Queridos hermanos y hermanas, queridos niños, queridos jóvenes ¡buenos días!
Desde hace ya dos semanas el Tiempo de Adviento nos ha invitado a la vigilancia espiritual para preparar el camino del Señor, Señor que viene. En este tercer domingo la liturgia nos propone otra actitud interior con la cual vivir esta espera del Señor, es decir, la alegría. La alegría de Jesús, como dice aquel cartel allí, en la plaza: “Con Jesús la alegría está en casa”. He aquí, nos propone la alegría de Jesús.
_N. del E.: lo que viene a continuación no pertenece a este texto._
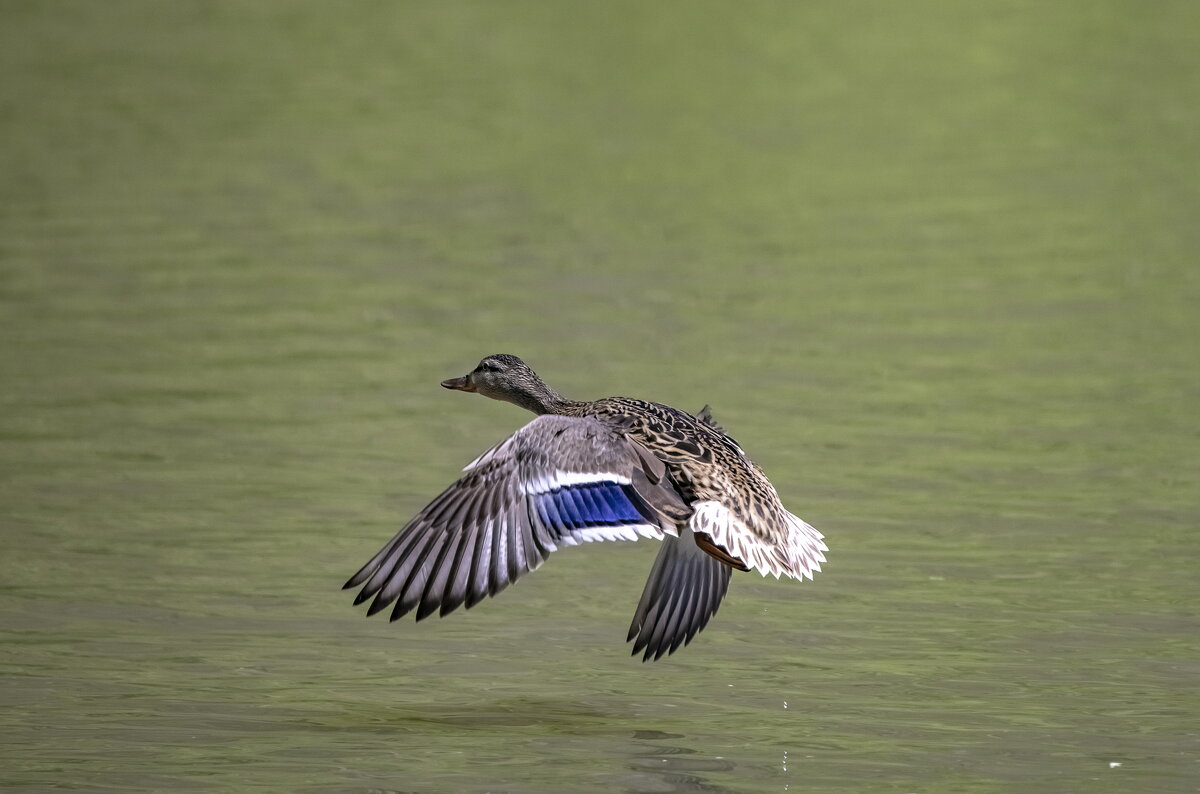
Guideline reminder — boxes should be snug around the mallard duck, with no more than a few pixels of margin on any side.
[344,354,827,661]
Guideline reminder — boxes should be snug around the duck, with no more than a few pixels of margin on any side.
[343,354,828,662]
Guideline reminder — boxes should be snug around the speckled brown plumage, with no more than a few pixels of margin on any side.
[346,354,826,658]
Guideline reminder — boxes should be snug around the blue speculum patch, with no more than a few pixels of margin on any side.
[536,482,646,529]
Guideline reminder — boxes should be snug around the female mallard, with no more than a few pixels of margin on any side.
[346,354,827,661]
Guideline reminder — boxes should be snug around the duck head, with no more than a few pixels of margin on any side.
[442,353,564,414]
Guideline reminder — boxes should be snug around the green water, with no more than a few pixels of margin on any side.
[0,0,1200,793]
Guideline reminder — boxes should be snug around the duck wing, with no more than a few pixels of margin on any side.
[625,529,733,662]
[344,415,691,620]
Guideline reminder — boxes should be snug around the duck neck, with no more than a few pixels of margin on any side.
[512,383,575,415]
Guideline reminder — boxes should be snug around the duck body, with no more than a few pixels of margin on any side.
[344,354,827,661]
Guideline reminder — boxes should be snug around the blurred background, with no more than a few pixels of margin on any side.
[0,0,1200,792]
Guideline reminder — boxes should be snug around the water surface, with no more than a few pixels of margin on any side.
[0,2,1200,792]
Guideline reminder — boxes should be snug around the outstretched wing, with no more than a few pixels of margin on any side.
[344,415,691,620]
[626,529,733,662]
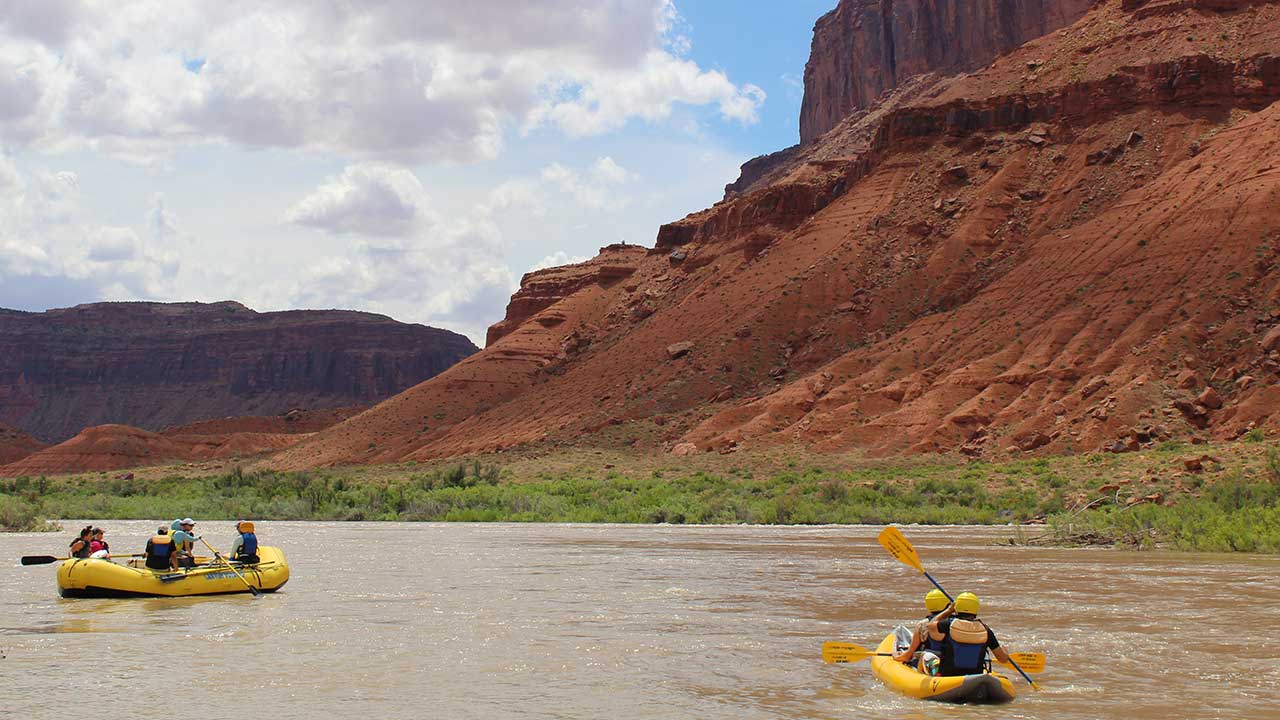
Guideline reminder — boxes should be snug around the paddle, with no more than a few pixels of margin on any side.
[822,641,1044,673]
[196,536,262,597]
[822,641,893,662]
[19,555,146,565]
[879,525,1043,691]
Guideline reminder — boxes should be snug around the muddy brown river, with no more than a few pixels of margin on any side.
[0,521,1280,720]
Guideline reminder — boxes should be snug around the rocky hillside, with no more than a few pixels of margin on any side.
[0,407,362,478]
[0,423,45,465]
[252,0,1280,468]
[0,302,476,442]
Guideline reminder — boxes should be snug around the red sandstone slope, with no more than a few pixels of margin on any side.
[0,423,45,465]
[259,0,1280,468]
[0,407,361,477]
[0,302,476,441]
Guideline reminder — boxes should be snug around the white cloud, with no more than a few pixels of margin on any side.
[527,250,590,273]
[0,0,764,163]
[541,156,635,209]
[285,164,434,236]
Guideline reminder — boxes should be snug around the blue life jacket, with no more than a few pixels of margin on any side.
[942,618,989,675]
[147,536,173,560]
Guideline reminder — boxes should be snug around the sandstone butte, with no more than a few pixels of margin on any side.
[0,302,476,442]
[10,0,1280,469]
[0,407,362,477]
[254,0,1280,469]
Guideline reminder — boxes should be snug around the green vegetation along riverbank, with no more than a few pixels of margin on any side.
[0,443,1280,552]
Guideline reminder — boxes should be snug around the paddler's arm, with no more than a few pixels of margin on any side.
[893,625,920,662]
[929,605,956,641]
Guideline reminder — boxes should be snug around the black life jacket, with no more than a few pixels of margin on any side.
[920,612,946,657]
[942,618,991,675]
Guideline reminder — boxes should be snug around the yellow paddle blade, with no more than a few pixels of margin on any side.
[879,525,924,573]
[822,641,876,662]
[1001,652,1044,674]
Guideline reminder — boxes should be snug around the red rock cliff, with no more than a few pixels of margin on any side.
[0,302,476,441]
[800,0,1094,142]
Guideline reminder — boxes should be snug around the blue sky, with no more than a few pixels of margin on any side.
[0,0,835,342]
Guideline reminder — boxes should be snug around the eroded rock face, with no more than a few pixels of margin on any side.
[800,0,1094,143]
[0,302,476,442]
[0,423,45,465]
[264,0,1280,469]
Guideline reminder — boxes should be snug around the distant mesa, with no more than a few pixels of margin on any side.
[0,302,477,442]
[261,0,1280,469]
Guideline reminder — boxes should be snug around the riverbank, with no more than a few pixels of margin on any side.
[0,442,1280,552]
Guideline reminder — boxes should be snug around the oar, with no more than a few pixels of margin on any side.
[196,536,262,597]
[879,525,955,602]
[822,641,1044,673]
[19,555,146,565]
[997,652,1044,674]
[879,525,1039,691]
[822,641,893,662]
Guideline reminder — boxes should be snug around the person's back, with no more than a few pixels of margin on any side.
[929,592,1009,675]
[146,527,177,570]
[232,520,259,565]
[893,589,947,675]
[169,518,196,568]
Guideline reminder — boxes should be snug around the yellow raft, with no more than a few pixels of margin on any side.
[58,546,289,597]
[872,633,1018,705]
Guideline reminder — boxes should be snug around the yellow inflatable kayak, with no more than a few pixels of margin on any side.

El corazón del hombre desea la alegría. Todos deseamos la alegría, cada familia, cada pueblo aspira a la felicidad. ¿Pero cuál es la alegría que el cristiano está llamado a vivir, está llamado a testimoniar? Es aquella que viene de la cercanía de Dios, de su presencia en nuestra vida. Desde cuando Jesús entró en la historia, con su nacimiento en Belén, la humanidad recibió el germen del Reino de Dios, como un terreno que recibe la semilla, promesa de la futura cosecha. ¡No es más necesario buscar en otro lugar! Jesús vino a traer la alegría a todos y para siempre. No se trata de una alegría solamente esperada o postergada al Paraíso: aquí en la tierra estamos tristes pero en el Paraíso seremos dichosos. ¡No, no! ¡No es ésta! Sino una alegría ya real y experimentable ahora, porque Jesús mismo es nuestra alegría, y nuestra casa con Jesús es alegre, como decía aquel cartel vuestro: “Con Jesús la alegría está en casa”. Y sin Jesús ¿hay alegría? ¡No!¡Bravo! Él está vivo y es el Resucitado y obra en nosotros y entre nosotros, especialmente con la Palabra y los Sacramentos.
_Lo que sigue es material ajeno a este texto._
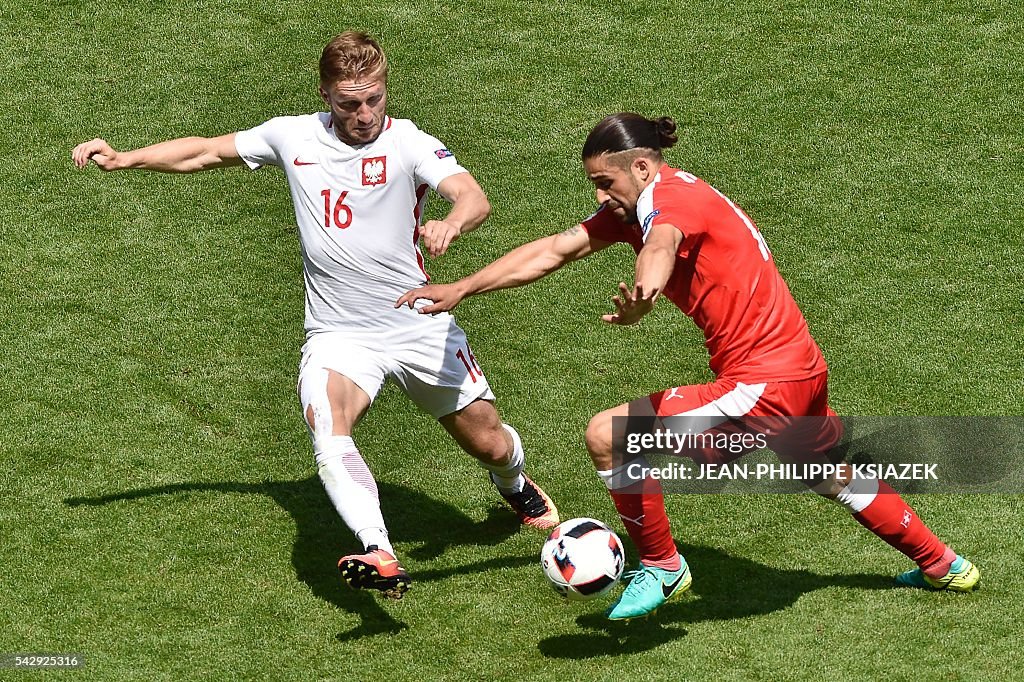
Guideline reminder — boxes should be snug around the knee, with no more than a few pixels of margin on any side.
[585,412,611,471]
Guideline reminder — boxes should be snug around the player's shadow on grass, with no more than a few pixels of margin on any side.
[65,475,537,641]
[538,545,893,658]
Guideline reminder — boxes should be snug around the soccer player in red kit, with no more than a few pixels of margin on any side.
[396,114,980,620]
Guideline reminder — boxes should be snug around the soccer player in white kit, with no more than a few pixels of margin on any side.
[72,32,559,598]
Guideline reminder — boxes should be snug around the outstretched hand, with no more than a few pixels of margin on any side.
[394,284,465,315]
[71,137,118,171]
[601,282,658,326]
[420,220,462,258]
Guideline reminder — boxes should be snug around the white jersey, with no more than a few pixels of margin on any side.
[234,113,466,338]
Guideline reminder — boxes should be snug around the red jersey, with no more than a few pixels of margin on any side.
[583,165,826,382]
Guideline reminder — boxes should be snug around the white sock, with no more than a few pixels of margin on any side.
[480,424,526,495]
[597,457,650,491]
[313,436,394,556]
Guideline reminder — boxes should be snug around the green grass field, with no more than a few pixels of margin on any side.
[0,0,1024,681]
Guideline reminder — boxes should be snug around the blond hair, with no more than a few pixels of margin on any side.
[319,31,387,86]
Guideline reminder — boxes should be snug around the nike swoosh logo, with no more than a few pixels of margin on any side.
[662,570,689,599]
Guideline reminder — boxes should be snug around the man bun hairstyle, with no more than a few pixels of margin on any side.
[319,31,387,86]
[583,112,679,159]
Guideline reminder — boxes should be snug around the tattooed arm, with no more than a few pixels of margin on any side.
[394,225,610,313]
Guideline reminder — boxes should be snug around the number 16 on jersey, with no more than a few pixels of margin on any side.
[321,189,352,229]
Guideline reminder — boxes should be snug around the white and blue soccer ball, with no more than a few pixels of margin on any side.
[541,518,626,601]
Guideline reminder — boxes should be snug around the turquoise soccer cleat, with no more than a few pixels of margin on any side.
[605,556,693,621]
[896,554,981,592]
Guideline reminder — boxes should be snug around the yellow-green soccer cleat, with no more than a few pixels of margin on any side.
[896,554,981,592]
[605,556,693,621]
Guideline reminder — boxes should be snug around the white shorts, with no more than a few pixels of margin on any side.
[299,314,495,418]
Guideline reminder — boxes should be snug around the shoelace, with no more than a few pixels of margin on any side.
[507,483,547,516]
[623,566,656,590]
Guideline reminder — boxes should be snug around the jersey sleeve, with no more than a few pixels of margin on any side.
[403,128,468,189]
[234,118,284,170]
[580,204,630,242]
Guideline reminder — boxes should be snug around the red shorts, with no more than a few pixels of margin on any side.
[648,373,843,463]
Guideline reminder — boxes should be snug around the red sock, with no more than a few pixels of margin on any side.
[853,480,956,578]
[608,479,679,570]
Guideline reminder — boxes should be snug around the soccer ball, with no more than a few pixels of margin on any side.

Todos nosotros bautizados, hijos de la Iglesia, estamos llamados a acoger siempre nuevamente la presencia de Dios en medio de nosotros y a ayudar a los otros a descubrirla, o a redescubrirla en el caso de que la hubieran olvidado. Se trata de una misión bellísima, similar a aquella de Juan Bautista: orientar la gente a Cristo - ¡no a nosotros mismos! – porque es Él la meta hacia la cual tiende el corazón del hombre cuando busca la alegría y la felicidad.
De nuevo San Pablo, en la liturgia de hoy, indica las condiciones para ser “misioneros de la alegría”: orar con perseverancia, dar siempre gracias a Dios, secundar su Espíritu, buscar el bien y evitar el mal (cfr 1 Ts 5, 17-22). Si esto será nuestro estilo de vida, entonces la Buena Noticia podrá entrar en tantas casas y ayudar a las personas y a las familias a descubrir que en Jesús está la salvación. En Él es posible encontrar la paz interior y la fuerza para afrontar cada día las diversas situaciones de la vida, también aquellas más pesadas y difíciles. Nunca se ha escuchado de un santo triste o de una santa con cara de funeral. ¡Jamás se ha escuchado! Sería un contrasentido. El cristianos es una persona que tienen el corazón rebosante de paz porque sabe poner su alegría en el señor también cuando atraviesa los momentos difíciles de la vida. Tener fe no significa no tener momentos difíciles, sino tener la fuerza de afrontarlos sabiendo que no estamos solos. Y ésta es la paz que Dios dona a sus hijos.
Con la mirada dirigida a la Navidad ya cercana, la Iglesia nos invita a testimoniar que Jesús no es un personaje del pasado; Él es la Palabra de Dios que hoy continúa iluminando el camino del hombre; sus gestos – los Sacramentos – son la manifestación de la ternura, de la consolación y del amor del Padre hacia todo ser humano. La Virgen María, “Causa de nuestra alegría”, nos haga siempre dichosos en el Señor, que viene a liberarnos de tantas esclavitudes interiores y exteriores.